Shifting economic balance
In a recent essay posted on the Project Syndicate website (www.project-syndicate.org), two distinguished economists, Mohamed El-Erian, CEO of the investment giant PIMCO, and Nobel Prize winner Michael Spence, stated that if global trends continue, "not much more than a decade is needed for the share of global GDP [gross domestic product] generated by developing economies to pass the 50% mark when measured in market prices." This change would be a fundamental transformation of the world economy and a dramatic shift in where the greatest opportunities for growth will be in coming years.

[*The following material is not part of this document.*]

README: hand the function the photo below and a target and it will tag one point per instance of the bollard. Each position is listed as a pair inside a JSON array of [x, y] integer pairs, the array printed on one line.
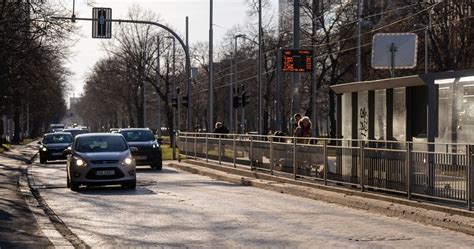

Surprisingly, pharmaceutical service providers, especially those offering nonclinical development and manufacturing services, have been slow to recognize this shift in the world balance of economic power and to respond to the new opportunities. Most continue to maintain an "us versus them" mentality and ignore the fact that their most important customer base, the global bio/pharmaceutical companies, are making major commitments to the emerging markets. The roster of Western active pharmaceutical ingredient and dose manufacturers that have embraced the emerging market opportunity is small, and includes Lonza (Basel, Switzerland), Evonik (Essen, Germany), AMRI (Albany, NY), and DSM (Heerlen, The Netherlands). Those companies got a head start on exploiting the new opportunities that the emerging markets offer.
The rising costs of doing business in China and other emerging markets may provide a momentary competitive reprieve to pharmaceutical service providers in North America and Europe. However, those companies may end up being sorry that they got what they wished for because the response to those rising costs may be more even challenging. Rather than fighting the tide, they need to learn how to rise with it.